Elles doivent se déplacer souvent, subir des tirs et des bombardements, se nourrir en cultivant des terres infestées de mines anti-personnel - et bien sûr composer avec le malaise global d'une vie en zone de guerre.

Amnesty International constate que les femmes de la région subissent également des viols et d'autres abus sexuels. De profonds préjugés sexistes et sociaux, ajoutés à la pauvreté, rendent leur vie encore plus difficile sur ces frontières en guerre. Et pourtant la région est inhospitalière, extrêmement montagneuse et peu peuplée. Pour Shekhawat, la voix de ces femmes est cruciale pour comprendre la situation.

«Elle ne sont pas seulement les victimes de la séparation, mais elles souffrent davantage en raison de leur statut même dans une société où tout, y compris leurs droits, est déterminé au travers du prisme d'un système patriarcal», analyse Shekhawat.
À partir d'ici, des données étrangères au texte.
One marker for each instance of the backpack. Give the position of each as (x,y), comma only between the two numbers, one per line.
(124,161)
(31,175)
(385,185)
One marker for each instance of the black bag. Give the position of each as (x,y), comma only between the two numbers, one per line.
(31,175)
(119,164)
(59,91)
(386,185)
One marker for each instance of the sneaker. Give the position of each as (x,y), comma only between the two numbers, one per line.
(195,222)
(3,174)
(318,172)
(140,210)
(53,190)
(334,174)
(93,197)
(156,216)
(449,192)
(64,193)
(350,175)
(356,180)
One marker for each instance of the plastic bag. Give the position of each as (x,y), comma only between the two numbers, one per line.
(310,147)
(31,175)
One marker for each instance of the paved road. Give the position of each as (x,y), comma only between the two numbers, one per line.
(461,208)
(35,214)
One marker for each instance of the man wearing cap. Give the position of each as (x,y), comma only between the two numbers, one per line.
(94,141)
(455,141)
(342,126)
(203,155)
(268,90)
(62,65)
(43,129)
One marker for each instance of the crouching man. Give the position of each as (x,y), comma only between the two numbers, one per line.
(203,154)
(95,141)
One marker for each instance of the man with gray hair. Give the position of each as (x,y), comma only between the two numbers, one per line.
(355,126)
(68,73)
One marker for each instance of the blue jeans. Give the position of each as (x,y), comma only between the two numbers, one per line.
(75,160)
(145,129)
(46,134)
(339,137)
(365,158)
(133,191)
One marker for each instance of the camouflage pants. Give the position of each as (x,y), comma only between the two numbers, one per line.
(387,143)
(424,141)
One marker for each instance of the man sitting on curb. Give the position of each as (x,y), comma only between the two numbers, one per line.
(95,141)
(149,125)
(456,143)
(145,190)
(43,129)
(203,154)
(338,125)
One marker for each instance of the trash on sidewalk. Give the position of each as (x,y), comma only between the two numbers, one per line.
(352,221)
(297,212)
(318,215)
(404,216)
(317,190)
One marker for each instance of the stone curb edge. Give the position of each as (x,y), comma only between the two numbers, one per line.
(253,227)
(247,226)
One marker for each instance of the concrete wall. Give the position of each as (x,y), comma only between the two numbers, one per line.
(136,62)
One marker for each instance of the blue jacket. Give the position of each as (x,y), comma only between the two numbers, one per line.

Bon nombre de collectivités sont sous-équipées et sous-développées, les routes et les transports n'étant arrivés chez certaines d’entre elles que ces deux dernières décennies. En hiver les fortes chutes de neige isolent davantage les régions en haute altitude.

Une femme que nous appellerons Farhana et qui redoute les représailles de sa communauté et des activistes, sait à quel point la vie peut être difficile. Cachemirie, elle est née dans l’État du Jammu-et-Cachemire, dans la ville de Billawar située dans les zones himalayennes difficiles de Lohai Malhar. Sa vie pénible dans cette région dangereuse a pris une tournure plus dure après la mort de son mari.

«Un jour, mon mari a ressenti une douleur, mais il n'y avait pas d'hôpital dans les environ pour l'y conduire. Il est mort dans les vingt-quatre heures», raconte Farhana. Dans la région, les jeunes veuves finissent souvent comme domestiques dans les grandes familles claniques ou comme maîtresses des frères de leur défunt mari. Toutefois grâce à ses parents, Farhana a réussi à fuir vers les zones intérieures du Shivalik, un voyage pénible effectué le plus souvent à pied, avec ses deux enfants. Là elle a pu commencer une nouvelle vie à l'abri des vulnérabilités liées à sa féminité et aux insurrections frontalières.

«Il fallait que je quitte mon village de Lohia Malhar. L'atmosphère était devenue très dangereuse», se souvient Farhana.

Mais son départ n'a pas mis fin à ses ennuis. Un jour, son fils de 15 ans a disparu. En général, dans la région montagneuse du Jammu-et-Cachemire, lorsqu’un jeune homme disparaît, il est fort probable qu'il soit tombé dans les opérations transfrontalières illégales. L'année dernière, il est miraculeusement revenu, neuf ans après sa disparition.

Farhana confie que «depuis neuf ans, chaque jour et chaque nuit je priais pour son retour».

Neuf années de traumatisme pour Farhana. Non seulement elle avait perdu son fils, mais elle recevait régulièrement la visite de la police qui l'interrogeait à son sujet. Aux questions des policiers, elle répondait toujours évasive dans son dialecte local «O bar chalieera ha» («il est sorti»).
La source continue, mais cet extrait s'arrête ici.